Eine dieser Geschichten liegt zwar lange zurück (Ende der Sechzigerjahre), lohnt jedoch trotzdem, wieder einmal hervor gekramt zu werden.

 

Ich sitze also wieder einmal in unserer Ka 8b und warte ungeduldig, bis der Fahrer des Seilrückholfahrzeuges von der Schleppwinde zurückkommt. Da rattert er über Stock und Stein mit dem angehängten Seil daher und es kann losgehen:

 

Haube zu, Seil einklinken, Flächen waagrecht - ein Moment gespannte Stille und dann bewegt sich der Seilfallschirm vor mir im Gras. Ich fühle mich durch die Startbeschleunigung wie auf einem Flugzeugträger und steige gleich darauf steil in den Himmel. Angesagt ist bei etwas zerrissener Thermik ein Streckenflug zu einem anderen Flugplatz und wenn möglich, auch wieder zurück.

 

Am Anfang geht tatsächlich alles wie erwartet. Nach dem Ausklinken finde ich gleich Anschluss an die Thermik und mit ständigem Kreisen geht es aufwärts.
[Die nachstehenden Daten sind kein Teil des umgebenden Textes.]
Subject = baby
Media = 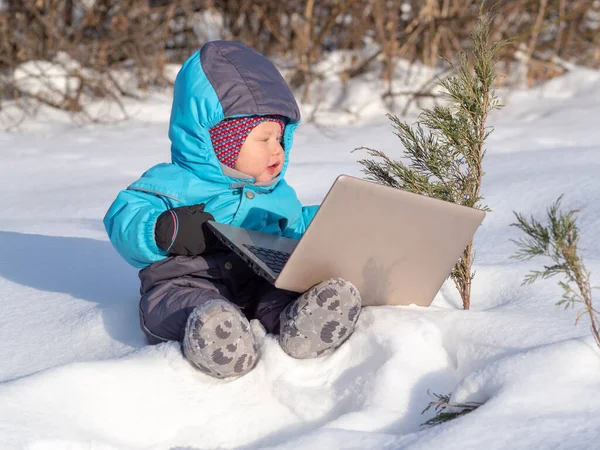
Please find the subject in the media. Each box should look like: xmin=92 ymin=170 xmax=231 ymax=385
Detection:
xmin=104 ymin=41 xmax=362 ymax=378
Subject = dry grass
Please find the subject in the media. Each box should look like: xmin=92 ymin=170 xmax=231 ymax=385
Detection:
xmin=1 ymin=0 xmax=598 ymax=122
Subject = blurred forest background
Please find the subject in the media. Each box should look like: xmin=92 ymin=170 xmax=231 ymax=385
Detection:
xmin=0 ymin=0 xmax=599 ymax=122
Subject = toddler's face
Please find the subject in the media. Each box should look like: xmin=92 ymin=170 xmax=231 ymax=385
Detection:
xmin=235 ymin=121 xmax=285 ymax=183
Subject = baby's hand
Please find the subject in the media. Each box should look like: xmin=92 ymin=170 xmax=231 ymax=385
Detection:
xmin=155 ymin=204 xmax=215 ymax=256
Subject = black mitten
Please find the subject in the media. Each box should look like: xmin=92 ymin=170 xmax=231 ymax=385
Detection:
xmin=155 ymin=204 xmax=215 ymax=256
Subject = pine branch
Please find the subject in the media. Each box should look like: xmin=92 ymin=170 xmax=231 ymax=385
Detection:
xmin=512 ymin=196 xmax=600 ymax=350
xmin=421 ymin=391 xmax=483 ymax=427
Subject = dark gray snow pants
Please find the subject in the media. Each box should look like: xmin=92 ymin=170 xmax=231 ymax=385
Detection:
xmin=138 ymin=251 xmax=298 ymax=344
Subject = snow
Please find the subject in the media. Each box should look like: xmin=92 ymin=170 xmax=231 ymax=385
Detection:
xmin=1 ymin=66 xmax=600 ymax=449
xmin=12 ymin=59 xmax=82 ymax=106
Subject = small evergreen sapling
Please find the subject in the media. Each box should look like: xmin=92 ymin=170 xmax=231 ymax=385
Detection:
xmin=512 ymin=196 xmax=600 ymax=349
xmin=355 ymin=12 xmax=505 ymax=309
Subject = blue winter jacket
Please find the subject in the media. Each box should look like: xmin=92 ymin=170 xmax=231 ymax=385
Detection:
xmin=104 ymin=41 xmax=319 ymax=269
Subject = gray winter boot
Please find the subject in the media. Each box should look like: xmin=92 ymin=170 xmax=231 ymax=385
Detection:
xmin=279 ymin=278 xmax=362 ymax=359
xmin=182 ymin=299 xmax=259 ymax=378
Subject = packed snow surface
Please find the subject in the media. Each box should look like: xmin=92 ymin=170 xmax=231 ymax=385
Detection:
xmin=1 ymin=67 xmax=599 ymax=450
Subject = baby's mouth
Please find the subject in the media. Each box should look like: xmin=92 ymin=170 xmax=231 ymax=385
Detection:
xmin=267 ymin=161 xmax=281 ymax=173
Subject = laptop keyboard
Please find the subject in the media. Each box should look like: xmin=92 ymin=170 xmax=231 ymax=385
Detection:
xmin=243 ymin=245 xmax=291 ymax=274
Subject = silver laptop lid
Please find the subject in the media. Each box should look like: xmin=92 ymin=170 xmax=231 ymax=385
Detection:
xmin=274 ymin=175 xmax=486 ymax=307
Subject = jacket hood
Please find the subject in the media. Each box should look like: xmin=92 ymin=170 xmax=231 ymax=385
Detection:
xmin=168 ymin=41 xmax=301 ymax=191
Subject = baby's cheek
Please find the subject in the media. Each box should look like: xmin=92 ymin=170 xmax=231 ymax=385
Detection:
xmin=258 ymin=151 xmax=272 ymax=168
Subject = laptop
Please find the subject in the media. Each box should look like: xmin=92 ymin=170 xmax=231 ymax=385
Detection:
xmin=208 ymin=175 xmax=486 ymax=307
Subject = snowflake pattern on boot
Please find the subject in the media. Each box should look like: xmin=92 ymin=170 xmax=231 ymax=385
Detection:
xmin=182 ymin=299 xmax=259 ymax=378
xmin=279 ymin=278 xmax=362 ymax=359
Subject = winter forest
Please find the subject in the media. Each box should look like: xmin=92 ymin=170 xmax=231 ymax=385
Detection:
xmin=1 ymin=1 xmax=600 ymax=449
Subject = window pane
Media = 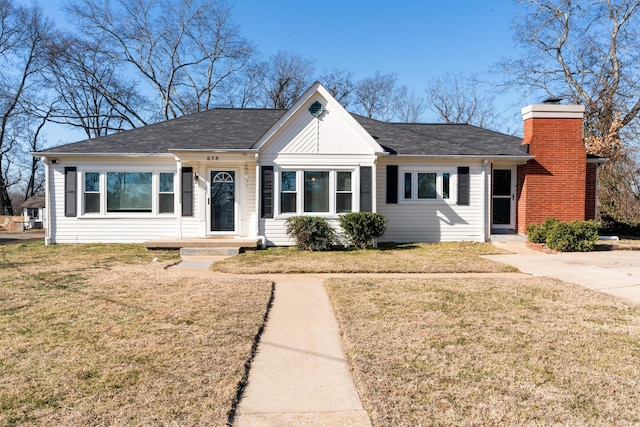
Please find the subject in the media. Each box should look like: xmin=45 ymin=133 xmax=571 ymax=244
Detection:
xmin=159 ymin=194 xmax=174 ymax=213
xmin=418 ymin=173 xmax=436 ymax=199
xmin=337 ymin=171 xmax=351 ymax=191
xmin=85 ymin=172 xmax=100 ymax=192
xmin=160 ymin=173 xmax=174 ymax=193
xmin=304 ymin=171 xmax=329 ymax=212
xmin=493 ymin=169 xmax=511 ymax=196
xmin=404 ymin=173 xmax=412 ymax=199
xmin=85 ymin=193 xmax=100 ymax=213
xmin=336 ymin=193 xmax=352 ymax=213
xmin=281 ymin=171 xmax=296 ymax=192
xmin=281 ymin=193 xmax=296 ymax=213
xmin=442 ymin=173 xmax=450 ymax=199
xmin=107 ymin=172 xmax=152 ymax=212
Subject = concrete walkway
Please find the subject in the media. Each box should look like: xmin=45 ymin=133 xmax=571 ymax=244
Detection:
xmin=234 ymin=277 xmax=370 ymax=426
xmin=487 ymin=241 xmax=640 ymax=304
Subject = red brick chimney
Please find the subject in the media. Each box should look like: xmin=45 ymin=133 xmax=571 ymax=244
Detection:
xmin=516 ymin=104 xmax=586 ymax=234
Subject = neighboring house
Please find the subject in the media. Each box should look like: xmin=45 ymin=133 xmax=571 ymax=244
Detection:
xmin=34 ymin=82 xmax=601 ymax=245
xmin=21 ymin=197 xmax=46 ymax=230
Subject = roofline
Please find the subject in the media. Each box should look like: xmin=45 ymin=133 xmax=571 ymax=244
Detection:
xmin=32 ymin=152 xmax=175 ymax=158
xmin=587 ymin=157 xmax=609 ymax=164
xmin=390 ymin=154 xmax=535 ymax=160
xmin=168 ymin=148 xmax=258 ymax=153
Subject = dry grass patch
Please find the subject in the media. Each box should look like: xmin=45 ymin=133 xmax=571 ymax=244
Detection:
xmin=326 ymin=277 xmax=640 ymax=426
xmin=0 ymin=242 xmax=272 ymax=426
xmin=214 ymin=242 xmax=516 ymax=274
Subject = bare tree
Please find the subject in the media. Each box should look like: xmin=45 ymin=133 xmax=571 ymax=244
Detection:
xmin=319 ymin=68 xmax=356 ymax=108
xmin=394 ymin=85 xmax=426 ymax=123
xmin=501 ymin=0 xmax=640 ymax=224
xmin=0 ymin=1 xmax=51 ymax=214
xmin=67 ymin=0 xmax=254 ymax=121
xmin=426 ymin=73 xmax=498 ymax=128
xmin=352 ymin=71 xmax=399 ymax=121
xmin=44 ymin=35 xmax=148 ymax=138
xmin=258 ymin=51 xmax=315 ymax=109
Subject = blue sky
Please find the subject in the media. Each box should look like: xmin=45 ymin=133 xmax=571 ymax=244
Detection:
xmin=25 ymin=0 xmax=526 ymax=145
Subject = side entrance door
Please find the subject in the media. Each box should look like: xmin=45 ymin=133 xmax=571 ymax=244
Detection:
xmin=210 ymin=170 xmax=236 ymax=233
xmin=492 ymin=168 xmax=515 ymax=229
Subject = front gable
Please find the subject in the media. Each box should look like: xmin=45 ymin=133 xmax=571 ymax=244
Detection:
xmin=254 ymin=82 xmax=384 ymax=156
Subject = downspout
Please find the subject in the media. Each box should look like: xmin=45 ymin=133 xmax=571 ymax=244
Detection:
xmin=254 ymin=153 xmax=266 ymax=248
xmin=481 ymin=159 xmax=488 ymax=242
xmin=43 ymin=157 xmax=51 ymax=245
xmin=176 ymin=159 xmax=182 ymax=239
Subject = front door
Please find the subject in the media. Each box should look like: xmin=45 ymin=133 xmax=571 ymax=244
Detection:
xmin=210 ymin=170 xmax=236 ymax=232
xmin=492 ymin=168 xmax=515 ymax=229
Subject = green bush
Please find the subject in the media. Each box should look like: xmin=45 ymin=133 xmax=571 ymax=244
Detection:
xmin=527 ymin=217 xmax=598 ymax=251
xmin=338 ymin=212 xmax=388 ymax=249
xmin=526 ymin=217 xmax=560 ymax=243
xmin=285 ymin=216 xmax=335 ymax=251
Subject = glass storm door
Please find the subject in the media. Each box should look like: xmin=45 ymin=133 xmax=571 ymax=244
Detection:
xmin=210 ymin=171 xmax=235 ymax=232
xmin=492 ymin=168 xmax=515 ymax=229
Bald habe ich eine ordentliche Ausgangshöhe erreicht und kann nach einer kurzen Konsultation der Karte und des Kompasses auf Strecke gehen.

 

Einige Zeit lang funktioniert das prima. Kreisen, steigen, abgleiten, wieder kreisen, erneut abgleiten. Plötzlich wird es deutlich mühsamer, Halbmeter-Steigen und Nullschieber wechseln sich ab - es geht nicht mehr so einfach, wie ich mir das vor dem Start noch vorgestellt hatte. Und dann ist der Ofen ganz aus. Ich muss runter. Nur wo?

 

Unten ist Hügel- und Weideland. Auf einer grossen, offenbar relativ ebenen eingezäunten Fläche weidet eine Herde Rindvieh. Die werden jetzt gleich durch einen abgesoffenen Segelflieger Verstärkung bekommen. Die Tiere sind alle auf einem Haufen in einer Ecke der Weide und so kann ich relativ gefahrlos den Anflug planen. Fingierte Platzrunde, voraussichtlichen Aufsetzpunkt angepeilt, Störklappen raus und wieder rein - plumps schon bin ich unten. Nach kurzem Ausrollen neigt sich mein Segler zu Seite und steht. Ich öffne die Haube, weit und breit kein Mensch, in einiger Entfernung unterhalb der Weide eine einsame Landgaststätte. Schon will ich aussteigen und mich auf den Weg zur Gaststätte machen, da wird mir unerwartete Aufmerksamkeit zuteil.

 

Ein kräftiger Bulle tirtt aus der Herde hervor und kommt langsam näher. Oh du meine Güte - auch das noch. Ich spähe ihm mit gemischten Gefühlen entgegen denn ich scheine sein bevorzugtes Interesse geweckt zu haben. Volle Deckung - ich schliesse meine Cockpithaube und warte der Dinge, die da kommen sollen. Der Muni bleibt fünf Meter vor meiner rot-beigen Ka 8b stehen und sein Interesse scheint noch stärker geworden zu sein. Mir fällt das rote Tuch des Matadors in spanischen Stierkampfarenen ein. Oh zum Teufel, warum muss meine Mühle ausgerechnet rot angemalt sein?

 

Das Aggessionspotential meines Gegenüber scheint jedoch auf einem niedrigen Level zu sein. Nach etwa zehn Minuten wendet er sich offenbar zufrieden von mir ab und begibt sich wieder zu seinen Schutzbefohlenen.

 

Ich nutze die Gelegenheit, verlasse im Schnellverfahren das Cockpit und krieche unter dem Weidezaun hindurch, um nicht noch zu guter Letzt einen elektrischen Schlag einzufangen.

 

Bald darauf bin ich bei der Gaststätte angelangt und schreite etwas zaghaft durch die Hintertüre (versehentlich) in die Küche. Da haut es mich dann tatsächlich fast um. Auf dem Boden liegen Brotlaibe, Salatköpfe und anderes Gemüse herum und ein knurriger Schäferhund leckt gerde einen Teller leer.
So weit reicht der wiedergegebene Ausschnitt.